Mi guardo nel dicembre del 1990. Una giovane di belle speranze, non ancora maggiorenne. Fisico asciutto, tonico, da atleta. Gli auguri in palestra, il campionato già avviato, la maglia col numero 7 fermata con un elastico dietro la schiena, i capelli lunghissimi legati da due nastri, sia mai che venissi distratta da un ciuffo o da una maglia che sbuffa fuori dai pantaloncini. Centrata e concentrata. Pochi fronzoli in campo e tacchi e rossetto fuori. Sicura e spavalda come una donna vissuta, ma piena di insicurezze nelle quali mi specchiavo per crescere, per farmi del male. Solo così imparavo.
Mi guardo nel dicembre 1980. Avevo sette anni. L'albero di natale in un angolo del salotto, i fili argentati un po' spelacchiati, messi diligentemente tutti intorno. Mamma che aveva fatto tardi la sera prima per aggiustare le lucine, un tempo si riparava tutto: le scarpe, i vasi rotti, le famiglie. Babbo preparava il presepe, era un campione.

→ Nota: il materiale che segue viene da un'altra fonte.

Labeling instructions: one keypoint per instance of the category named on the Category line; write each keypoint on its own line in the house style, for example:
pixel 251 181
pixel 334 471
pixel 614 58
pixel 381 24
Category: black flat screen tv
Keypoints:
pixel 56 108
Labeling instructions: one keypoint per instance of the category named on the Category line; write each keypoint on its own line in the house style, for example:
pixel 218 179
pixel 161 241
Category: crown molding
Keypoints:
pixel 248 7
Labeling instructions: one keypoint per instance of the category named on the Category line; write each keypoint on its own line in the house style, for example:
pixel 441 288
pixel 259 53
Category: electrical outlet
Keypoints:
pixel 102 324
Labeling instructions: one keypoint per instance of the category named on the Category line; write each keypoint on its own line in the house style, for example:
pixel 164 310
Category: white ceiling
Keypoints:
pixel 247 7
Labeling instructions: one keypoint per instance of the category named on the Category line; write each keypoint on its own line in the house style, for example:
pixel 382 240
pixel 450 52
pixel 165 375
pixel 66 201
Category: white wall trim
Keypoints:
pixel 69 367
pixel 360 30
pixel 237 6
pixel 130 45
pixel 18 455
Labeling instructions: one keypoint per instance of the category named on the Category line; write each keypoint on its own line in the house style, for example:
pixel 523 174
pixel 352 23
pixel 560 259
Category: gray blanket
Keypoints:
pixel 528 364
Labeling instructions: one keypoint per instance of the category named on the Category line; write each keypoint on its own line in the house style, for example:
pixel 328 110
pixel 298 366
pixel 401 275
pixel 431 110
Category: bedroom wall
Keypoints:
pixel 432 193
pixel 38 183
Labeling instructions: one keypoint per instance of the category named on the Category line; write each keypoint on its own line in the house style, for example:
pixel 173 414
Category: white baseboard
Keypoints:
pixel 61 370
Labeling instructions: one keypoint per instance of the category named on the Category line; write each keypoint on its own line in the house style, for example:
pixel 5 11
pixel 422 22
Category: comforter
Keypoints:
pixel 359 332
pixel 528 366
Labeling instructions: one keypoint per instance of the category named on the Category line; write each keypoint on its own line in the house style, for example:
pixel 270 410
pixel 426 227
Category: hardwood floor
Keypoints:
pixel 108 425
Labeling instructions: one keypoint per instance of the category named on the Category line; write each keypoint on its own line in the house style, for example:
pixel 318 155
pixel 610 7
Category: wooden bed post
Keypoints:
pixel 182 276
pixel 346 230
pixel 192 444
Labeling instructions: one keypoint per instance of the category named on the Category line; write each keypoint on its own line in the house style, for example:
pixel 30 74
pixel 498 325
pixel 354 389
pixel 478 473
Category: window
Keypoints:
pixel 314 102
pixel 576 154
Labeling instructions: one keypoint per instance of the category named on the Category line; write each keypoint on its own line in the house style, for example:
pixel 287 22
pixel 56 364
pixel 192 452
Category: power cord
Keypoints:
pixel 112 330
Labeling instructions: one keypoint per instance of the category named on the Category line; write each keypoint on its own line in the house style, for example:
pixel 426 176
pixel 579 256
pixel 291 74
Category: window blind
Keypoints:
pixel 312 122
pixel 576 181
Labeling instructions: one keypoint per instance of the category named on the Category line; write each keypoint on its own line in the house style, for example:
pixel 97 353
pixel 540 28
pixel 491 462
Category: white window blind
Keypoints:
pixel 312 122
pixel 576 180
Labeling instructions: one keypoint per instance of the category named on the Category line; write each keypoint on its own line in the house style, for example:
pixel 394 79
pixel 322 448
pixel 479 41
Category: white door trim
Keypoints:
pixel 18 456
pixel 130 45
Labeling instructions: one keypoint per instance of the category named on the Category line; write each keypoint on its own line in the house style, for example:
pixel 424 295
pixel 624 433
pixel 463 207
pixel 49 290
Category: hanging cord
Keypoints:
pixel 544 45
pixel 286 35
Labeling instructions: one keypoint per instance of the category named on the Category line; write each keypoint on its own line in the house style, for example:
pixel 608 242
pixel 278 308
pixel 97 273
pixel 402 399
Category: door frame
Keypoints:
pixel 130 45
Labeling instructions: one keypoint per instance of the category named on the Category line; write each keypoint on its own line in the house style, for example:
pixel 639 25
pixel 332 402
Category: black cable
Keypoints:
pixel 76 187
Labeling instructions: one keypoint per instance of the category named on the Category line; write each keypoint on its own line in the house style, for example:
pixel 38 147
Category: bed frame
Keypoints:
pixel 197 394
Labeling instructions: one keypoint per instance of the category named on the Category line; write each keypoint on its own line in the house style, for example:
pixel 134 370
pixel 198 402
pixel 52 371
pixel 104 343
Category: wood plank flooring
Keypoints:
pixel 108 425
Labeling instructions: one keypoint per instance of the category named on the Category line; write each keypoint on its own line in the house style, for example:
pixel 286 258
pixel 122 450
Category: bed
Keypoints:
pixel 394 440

Dalle sue mani callose, della carta prendeva vita trasformandosi in montagne, lo specchio a mo' di laghetto, le paperelle un po' mangiucchiate da qualche gatto, il muschio mescolato ai sassolini. C'era anche il fotografo a immortalare il Natale, un amico di famiglia. 'Più vicini' diceva. Io e mio fratello ci guardavamo e non capivamo. A volte fissavo il pavimento sale e pepe, mi divertivo a vederci delle immagini. Poi alzavo lo sguardo e sorridevo.
Mi guardo nel dicembre 2020. Ho 47 anni. L'albero è sempre in un angolo del salotto, ma di una casa che ho scelto e che amo. I fili argentati li ho banditi da un po', al loro posto i fiocchi, con dei nodi stretti stretti. Abbiamo un presepe minimal, statuine che devono ancora essere piazzate. Fare il presepe è un'arte, ho deciso di lasciarla a mio padre. I capelli sono molto più corti, ma sempre fermati con gli elastici perché sono rimasti indisciplinati, ho bisogno di avere la fronte libera per capire e gli occhi sgombri per guardare. Il rossetto non lo metto più, ho troppe guance da baciare; i tacchi invece sì, mi piace sempre essere all'altezza. Di lavori adesso ne ho due, da una sottrazione si è moltiplicato, vedo gente e scrivo storie, di uno sono anche il mio capo, mi tratto bene, sono clemente. Da molto tempo non lasciamo più la campanellina di Babbo Natale, ma alle orecchie di Alice suona ancora.